Kahramanmaraş merkezli depremlerde hayatını kaybedenlerin anısına saygıyla…
6 Şubat 2023’te merkez üssü Elbistan ve Pazarcık olan Mw 7,7 ile Mw 7,6 büyüklüğündeki iki büyük deprem; Diyarbakır, Hatay, Adıyaman, Adana, Kahramanmaraş, Gaziantep, Kilis, Osmaniye, Şanlıurfa, Elazığ, Malatya’yı derinden etkiledi. Türkiye’nin deprem gerçeğini bir kez daha gözler önüne seren bu iki felaket, konutlarda ve endüstriyel binalarda yapı stoğu kalitesinin önemini tekrar ortaya koydu. Sen de olası depremlerin yıkım gücünü azaltmak için neler yapabileceğini merak ediyorsan detaylı içeriğimize göz atabilirsin.
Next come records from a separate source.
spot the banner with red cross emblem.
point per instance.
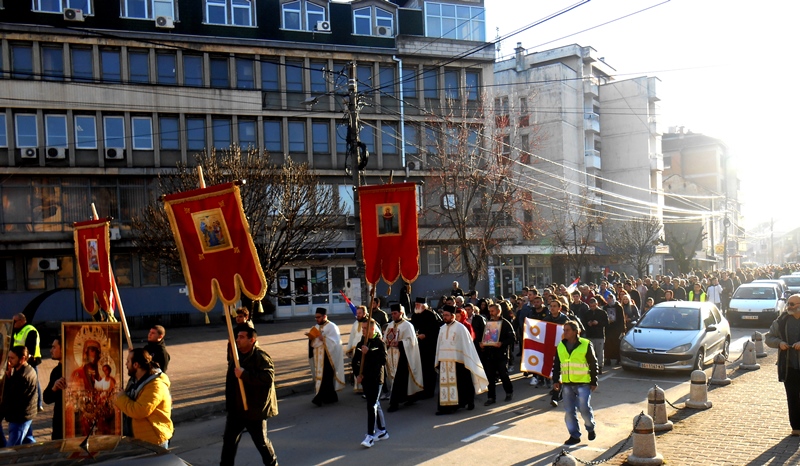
(217, 251)
(539, 346)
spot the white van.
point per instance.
(756, 302)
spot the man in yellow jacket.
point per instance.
(575, 373)
(146, 401)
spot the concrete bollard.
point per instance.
(758, 338)
(565, 459)
(749, 357)
(644, 443)
(698, 393)
(719, 376)
(657, 409)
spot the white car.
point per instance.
(756, 302)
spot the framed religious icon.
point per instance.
(6, 330)
(93, 366)
(491, 334)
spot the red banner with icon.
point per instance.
(389, 232)
(218, 256)
(92, 247)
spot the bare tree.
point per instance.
(476, 193)
(634, 242)
(291, 215)
(684, 240)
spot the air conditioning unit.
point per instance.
(384, 31)
(165, 22)
(47, 264)
(29, 152)
(115, 153)
(73, 14)
(56, 153)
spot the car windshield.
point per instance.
(671, 318)
(754, 293)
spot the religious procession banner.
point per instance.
(389, 232)
(217, 252)
(93, 367)
(539, 346)
(92, 247)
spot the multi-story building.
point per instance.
(100, 97)
(593, 143)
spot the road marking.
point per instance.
(480, 434)
(542, 442)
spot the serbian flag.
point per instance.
(217, 252)
(389, 232)
(349, 303)
(92, 247)
(539, 346)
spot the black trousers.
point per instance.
(234, 426)
(792, 386)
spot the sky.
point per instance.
(726, 71)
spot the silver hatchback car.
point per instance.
(676, 335)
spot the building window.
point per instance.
(219, 73)
(139, 66)
(455, 21)
(85, 132)
(169, 133)
(21, 61)
(434, 260)
(321, 137)
(196, 133)
(82, 65)
(230, 12)
(245, 76)
(166, 68)
(110, 70)
(297, 136)
(221, 133)
(26, 131)
(148, 9)
(302, 15)
(273, 136)
(52, 63)
(55, 130)
(114, 132)
(247, 134)
(142, 133)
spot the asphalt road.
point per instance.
(525, 431)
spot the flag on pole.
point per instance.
(574, 285)
(389, 232)
(539, 346)
(218, 256)
(349, 303)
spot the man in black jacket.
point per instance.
(19, 404)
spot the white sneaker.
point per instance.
(368, 441)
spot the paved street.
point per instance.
(748, 421)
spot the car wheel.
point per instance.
(699, 363)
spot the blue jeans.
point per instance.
(577, 397)
(20, 433)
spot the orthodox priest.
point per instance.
(402, 363)
(461, 374)
(328, 359)
(426, 323)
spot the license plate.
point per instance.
(647, 365)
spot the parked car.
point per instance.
(793, 282)
(756, 302)
(676, 335)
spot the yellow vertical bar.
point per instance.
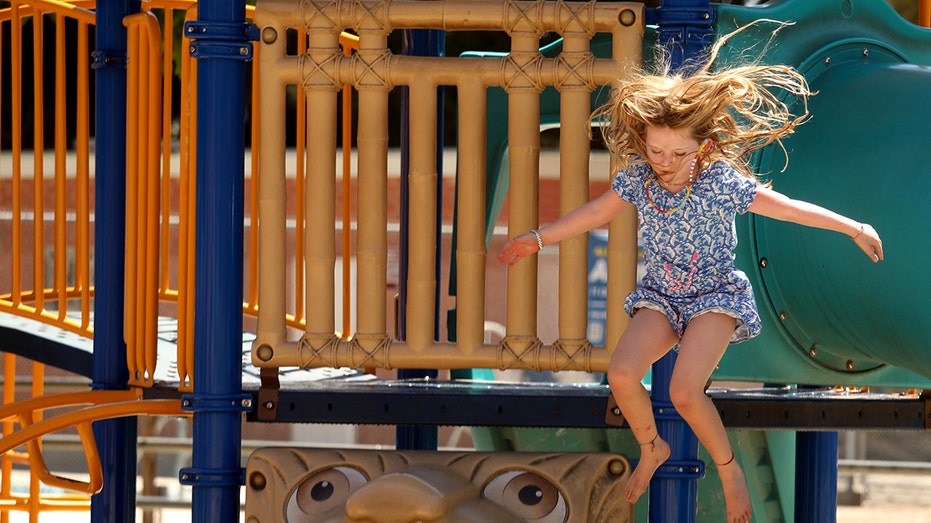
(141, 210)
(16, 109)
(574, 149)
(61, 173)
(372, 237)
(187, 213)
(300, 182)
(524, 194)
(253, 262)
(35, 495)
(627, 53)
(167, 76)
(38, 147)
(422, 181)
(9, 396)
(347, 204)
(133, 94)
(471, 251)
(272, 187)
(82, 183)
(319, 195)
(154, 139)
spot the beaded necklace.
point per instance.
(688, 185)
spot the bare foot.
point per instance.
(736, 494)
(652, 455)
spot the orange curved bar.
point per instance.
(91, 414)
(100, 412)
(68, 399)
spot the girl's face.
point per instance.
(670, 151)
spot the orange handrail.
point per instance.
(106, 404)
(58, 191)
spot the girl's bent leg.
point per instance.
(647, 338)
(703, 345)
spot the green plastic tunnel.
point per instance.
(832, 316)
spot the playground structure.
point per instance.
(807, 342)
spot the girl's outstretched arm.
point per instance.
(584, 218)
(780, 207)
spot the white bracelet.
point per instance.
(854, 238)
(539, 238)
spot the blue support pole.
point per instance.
(116, 439)
(685, 30)
(419, 42)
(221, 46)
(816, 477)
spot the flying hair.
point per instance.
(738, 108)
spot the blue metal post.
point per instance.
(419, 42)
(221, 45)
(816, 477)
(116, 439)
(684, 29)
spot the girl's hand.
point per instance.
(868, 240)
(517, 248)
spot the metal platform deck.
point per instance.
(347, 396)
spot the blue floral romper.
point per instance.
(689, 253)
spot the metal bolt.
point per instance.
(627, 17)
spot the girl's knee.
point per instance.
(685, 396)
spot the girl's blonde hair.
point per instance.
(739, 109)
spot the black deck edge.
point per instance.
(47, 351)
(469, 403)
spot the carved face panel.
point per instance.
(296, 485)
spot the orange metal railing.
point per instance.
(46, 215)
(46, 205)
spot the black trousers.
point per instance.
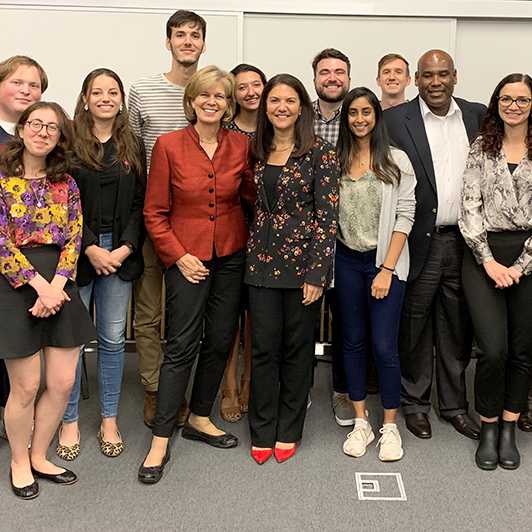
(435, 319)
(282, 359)
(210, 310)
(502, 319)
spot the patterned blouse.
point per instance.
(495, 200)
(37, 212)
(292, 241)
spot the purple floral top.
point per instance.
(36, 212)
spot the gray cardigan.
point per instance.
(397, 213)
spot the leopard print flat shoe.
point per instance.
(110, 449)
(67, 452)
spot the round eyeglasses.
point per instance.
(522, 102)
(37, 125)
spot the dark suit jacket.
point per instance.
(407, 130)
(193, 203)
(292, 242)
(128, 225)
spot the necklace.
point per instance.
(209, 141)
(276, 148)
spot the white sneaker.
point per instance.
(391, 443)
(359, 438)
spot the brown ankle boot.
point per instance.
(149, 408)
(525, 419)
(182, 415)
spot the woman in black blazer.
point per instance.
(111, 176)
(289, 261)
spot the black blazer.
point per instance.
(128, 224)
(407, 130)
(292, 241)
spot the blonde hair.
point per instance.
(8, 67)
(204, 79)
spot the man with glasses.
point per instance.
(435, 130)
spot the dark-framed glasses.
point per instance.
(37, 125)
(522, 101)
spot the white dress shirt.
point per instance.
(449, 147)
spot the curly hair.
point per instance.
(347, 147)
(58, 161)
(491, 131)
(87, 148)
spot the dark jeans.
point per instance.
(207, 310)
(502, 319)
(435, 315)
(282, 360)
(355, 272)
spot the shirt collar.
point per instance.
(453, 108)
(320, 116)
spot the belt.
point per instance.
(439, 229)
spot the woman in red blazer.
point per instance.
(193, 213)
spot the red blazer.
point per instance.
(194, 204)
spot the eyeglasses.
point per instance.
(37, 125)
(522, 102)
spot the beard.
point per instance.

Depremlerde yapıların depremin odağına olan uzaklığı ve deprem ivmesi kadar zemin yapısı ve konumu da önem taşır. Zemin sıvılaşmasının olduğu, yer altı su seviyesinin yüksek seyrettiği gevşek zeminler, sarsıntı sırasında binaların mukavemet gücünü azaltır ve çökmeye neden olur. Bunu engellemek için inşa öncesinde ayrıntılı zemin etüdünün uygun şekilde yapılıp yapılmadığını kontrol edebilirsin. Zeminin inşa edilecek bina için elverişli olup olmadığını araştırabilirsin.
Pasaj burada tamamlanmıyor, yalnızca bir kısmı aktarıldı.